Perhaps nowhere has the U.S. consistently been so averse to winning than the Islamic Republic of Iran. Perhaps it’s self-hatred among some in the political class, or maybe simply a lack of vision. As the world’s leading state-sponsor of terror, the Iranian regime is responsible for death and destruction across the globe, from Baghdad to Beirut, and Buenos Aires to Bangkok. When in 2009, Iranians took to the streets en masse, President Barack Obama ignored them in the hope that he might have a sit down with Supreme Leader Ali Khamenei. Then, with the Iranian economy in a state of collapse, rather than press Washington’s advantage, Obama authorized payments of more than $1 billion per month just to entice Tehran to negotiate.

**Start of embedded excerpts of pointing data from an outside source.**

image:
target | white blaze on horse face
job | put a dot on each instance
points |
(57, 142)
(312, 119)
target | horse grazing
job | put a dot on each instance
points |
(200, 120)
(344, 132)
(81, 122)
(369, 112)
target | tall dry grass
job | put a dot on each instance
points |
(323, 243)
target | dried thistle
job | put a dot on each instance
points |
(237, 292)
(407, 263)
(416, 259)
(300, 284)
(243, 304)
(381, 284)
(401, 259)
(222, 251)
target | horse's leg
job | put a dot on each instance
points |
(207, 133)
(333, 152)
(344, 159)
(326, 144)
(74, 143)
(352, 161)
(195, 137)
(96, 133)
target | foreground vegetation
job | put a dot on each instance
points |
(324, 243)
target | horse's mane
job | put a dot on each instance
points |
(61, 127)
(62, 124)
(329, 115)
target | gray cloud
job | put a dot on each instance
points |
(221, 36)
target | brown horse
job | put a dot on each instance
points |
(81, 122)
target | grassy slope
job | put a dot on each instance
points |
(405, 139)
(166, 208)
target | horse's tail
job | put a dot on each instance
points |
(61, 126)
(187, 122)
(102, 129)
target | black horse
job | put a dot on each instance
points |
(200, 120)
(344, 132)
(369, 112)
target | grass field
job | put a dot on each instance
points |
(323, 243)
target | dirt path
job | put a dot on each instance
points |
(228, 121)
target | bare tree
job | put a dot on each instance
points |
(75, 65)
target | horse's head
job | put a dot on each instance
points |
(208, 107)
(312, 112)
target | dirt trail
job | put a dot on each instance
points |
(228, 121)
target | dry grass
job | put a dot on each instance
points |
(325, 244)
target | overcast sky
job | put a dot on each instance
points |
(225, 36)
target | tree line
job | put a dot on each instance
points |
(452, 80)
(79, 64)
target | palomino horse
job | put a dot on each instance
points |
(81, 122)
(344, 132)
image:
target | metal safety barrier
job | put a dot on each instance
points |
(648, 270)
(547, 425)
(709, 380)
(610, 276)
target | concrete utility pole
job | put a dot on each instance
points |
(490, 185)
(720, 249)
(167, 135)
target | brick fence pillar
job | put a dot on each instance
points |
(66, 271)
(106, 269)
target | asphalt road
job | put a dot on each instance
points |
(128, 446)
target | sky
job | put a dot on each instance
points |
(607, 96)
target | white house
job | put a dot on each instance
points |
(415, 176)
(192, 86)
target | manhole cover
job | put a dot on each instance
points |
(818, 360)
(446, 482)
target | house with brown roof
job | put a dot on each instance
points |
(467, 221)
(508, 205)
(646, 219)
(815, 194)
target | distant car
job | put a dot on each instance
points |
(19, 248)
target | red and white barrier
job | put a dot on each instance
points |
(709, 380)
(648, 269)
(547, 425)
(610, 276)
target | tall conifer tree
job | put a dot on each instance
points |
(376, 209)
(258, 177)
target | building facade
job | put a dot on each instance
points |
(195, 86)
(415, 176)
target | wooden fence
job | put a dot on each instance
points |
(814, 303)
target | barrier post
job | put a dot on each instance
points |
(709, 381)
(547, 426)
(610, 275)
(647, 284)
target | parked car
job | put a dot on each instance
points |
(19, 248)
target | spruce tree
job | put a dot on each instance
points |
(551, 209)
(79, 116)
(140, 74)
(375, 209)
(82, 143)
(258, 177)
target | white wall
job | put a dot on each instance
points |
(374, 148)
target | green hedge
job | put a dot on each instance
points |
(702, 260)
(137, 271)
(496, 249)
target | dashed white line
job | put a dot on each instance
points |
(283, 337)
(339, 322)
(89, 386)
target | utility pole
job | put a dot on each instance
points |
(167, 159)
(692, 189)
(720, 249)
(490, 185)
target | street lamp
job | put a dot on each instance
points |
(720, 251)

Future diplomats will look at the 2015 nuclear deal as a textbook case of lost leverage, incompetent negotiation, and an outcome that reversed decades of counter-proliferation precedent. Unfortunately, Biden and his Special Envoy Robert Malley seek to compound the error as they continue to dangle tens of billions of dollars for Tehran to fund its security forces rather than recognize a fraction of that money channeled into strike funds could end the Islamic Republic once and for all.
Biden also embraced and then doubled down on President Donald Trump’s shameful Afghanistan policy, even though the U.S. presence in Afghanistan by then held the Taliban at bay and cost little more than the U.S. deterrent missions in Japan and Korea. Rather than press for victory, Biden chose humiliation.
Unfortunately, the failure to seek victory has become a bipartisan fault. President Donald Trump turned “winning” into a laugh line. Russia, which under dictator Vladimir Putin, is both openly anti-American and seeks to revive the Cold War challenge, now has its back to the wall through errors of its own. For very little investment, Ukraine can put the final nail in the coffin of Putinism. And yet, Trumpian blinkered embrace of America alone and a healthy dose of conspiracy theories have inspired the insipid to once again resist winning. As former Rep. Will Hurd, a man who for his generation is among the most capable of taking up Reagan’s mantle, put it when facing such short-term thinking, “Ronald Reagan is rolling over in his grave knowing there are Republicans who think America shouldn’t stand up to Russia.” Indeed. It is hard to imagine what the Greatest Generation or, indeed, nearly anyone who fought to preserve the liberal order would think of such reticence to win.